Origin is defined by its rituals – so much so that you would be forgiven forgetting that there’s a game under all the posturing and the pageantry.
Prior to kick-off, fireworks fired, assorted legends mingled awkwardly in suits and the hallowed ritual of talking up the Blues’ chances was dutifully observed. A titanic contest was predicted – it is Origin, after all – but no-one truly expected the classic that followed.
Queensland had the crowd and a truly impressive recent home record in their favour, and they started the match in ominous fashion. The old Cronk/Smith telepathy saw the Maroons threatening with every set, and soon enough, Darius Boyd had crossed in the corner, direct from a scrum.
Suddenly, the game settled into a rhythm – and that rhythm was a Jarryd Hayne drum solo.
After 10 minutes, though, Cronk was forced off with a broken arm – or ‘troublesome arm’, as Ray Warren described it. His replacement, the in-form Daly Cherry-Evans, was thrust into the action.
Suddenly, the game settled into a rhythm – and that rhythm was a Jarryd Hayne drum solo.
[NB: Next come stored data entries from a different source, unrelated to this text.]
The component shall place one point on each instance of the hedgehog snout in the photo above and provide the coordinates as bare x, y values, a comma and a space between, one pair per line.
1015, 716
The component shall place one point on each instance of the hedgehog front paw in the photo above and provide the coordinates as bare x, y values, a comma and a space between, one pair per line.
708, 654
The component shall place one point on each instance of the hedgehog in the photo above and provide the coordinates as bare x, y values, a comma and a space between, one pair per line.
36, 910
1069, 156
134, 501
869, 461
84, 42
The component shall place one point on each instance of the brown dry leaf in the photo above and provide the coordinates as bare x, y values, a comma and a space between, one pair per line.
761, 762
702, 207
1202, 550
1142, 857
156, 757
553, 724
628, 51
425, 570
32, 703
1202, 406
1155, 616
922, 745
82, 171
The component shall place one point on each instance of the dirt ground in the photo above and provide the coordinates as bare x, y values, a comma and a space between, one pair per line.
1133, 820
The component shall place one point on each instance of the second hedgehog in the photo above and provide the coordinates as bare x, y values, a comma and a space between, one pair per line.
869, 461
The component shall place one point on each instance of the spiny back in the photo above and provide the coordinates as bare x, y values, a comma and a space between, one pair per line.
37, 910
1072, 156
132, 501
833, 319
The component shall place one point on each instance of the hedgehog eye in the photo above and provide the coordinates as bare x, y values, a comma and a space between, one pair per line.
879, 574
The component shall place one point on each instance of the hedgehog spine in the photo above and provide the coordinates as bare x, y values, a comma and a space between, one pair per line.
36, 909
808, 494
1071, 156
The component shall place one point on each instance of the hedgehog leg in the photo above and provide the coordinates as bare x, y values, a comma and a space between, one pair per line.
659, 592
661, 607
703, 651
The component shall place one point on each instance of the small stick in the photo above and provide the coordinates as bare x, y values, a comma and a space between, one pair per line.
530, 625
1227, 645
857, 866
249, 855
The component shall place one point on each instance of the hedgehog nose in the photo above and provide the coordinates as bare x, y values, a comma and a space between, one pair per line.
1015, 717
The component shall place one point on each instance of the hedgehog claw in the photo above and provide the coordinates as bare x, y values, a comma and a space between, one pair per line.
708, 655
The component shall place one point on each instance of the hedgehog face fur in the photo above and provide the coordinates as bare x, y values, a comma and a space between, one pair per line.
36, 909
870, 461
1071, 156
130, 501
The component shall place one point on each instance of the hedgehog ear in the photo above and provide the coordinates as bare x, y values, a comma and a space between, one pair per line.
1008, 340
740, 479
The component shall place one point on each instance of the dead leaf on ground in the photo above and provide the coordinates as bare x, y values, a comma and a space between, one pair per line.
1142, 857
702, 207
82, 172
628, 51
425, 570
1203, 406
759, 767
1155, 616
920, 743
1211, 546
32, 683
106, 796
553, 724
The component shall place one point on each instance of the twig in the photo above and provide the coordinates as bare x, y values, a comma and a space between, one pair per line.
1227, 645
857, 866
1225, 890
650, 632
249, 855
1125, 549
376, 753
Hayne was everywhere, defusing bombs on his own try line, scoring an improbable try and inducing panic in Queensland’s defensive line whenever he touched the ball.
New South Wales scored through Brett Morris, who gave his shoulder “a bit of a dislocation” (his words) in the act of touching down, before Hayne added an improbable try of his own. Trent Hodkinson, christened by Warren as “the Robin Hood of accuracy”, missed both conversions (thanks Ray), but it didn’t look like it would matter, such was their dominance.
The Blues were playing like they actually believed in themselves, while Queensland looked disjointed and reactive, unable to get their weapons firing. Greg Inglis languished at the periphery of the contest, and the whole team was playing like they had slept through their alarms.
Queensland tend to do that, though: they start off slowly, all the better to snatch a demoralising last-gasp victory.
The Maroons were a different side in the second half: Cherry-Evans found his groove, Billy Slater started gaining some serious metres, and Jonathan Thurston got busy near the Blues’ defensive line.
In the past it’s always been the opposition they talk about, well they should now talk about us.
They pulled it back to 12–8 when Boyd completed his double with a typically composed finish in the corner, and Queensland were headed for the finish with the wettest of sails.
New South Wales spent the better part of the final 20 minutes pinned back in their defensive half, repelling wave after wave of attack. A breach seemed inevitable, but when Morris, dislocated shoulder and all, was able to prevent Boyd from touching down after again crossing in the corner, it seemed that even cruel fate had switched allegiances after eight years in the red camp.
It almost fell apart when Billy Slater forced a dubious knock on decision in the final minute, but the Blues held on for what coach Laurie Daley described as “one of New South Wales’ finest performances”.
“In the past it’s always been the opposition they talk about, well they should now talk about us,” Daley said. “We had a truckload of injuries. Blokes who should have come off in the first half but stayed out there because we needed them to. Origin is about hanging tough … that performance under duress is as good as I have been associated with. It was an A grade performance.”
Daley said four of his players – skipper Paul Gallen, the Morris twins and Anthony Watmough – should not have been on Suncorp Stadium after receiving injuries that could sideline them in coming weeks.
A vintage performance from the mercurial Hayne might have put the New South Wales in the lead, but it took a team effort of rare tenacity for them to retain it. As skipper Gallen put it: “They revved up on us, but we held on.”
Say it quietly, but it looks like the Blues have awoken.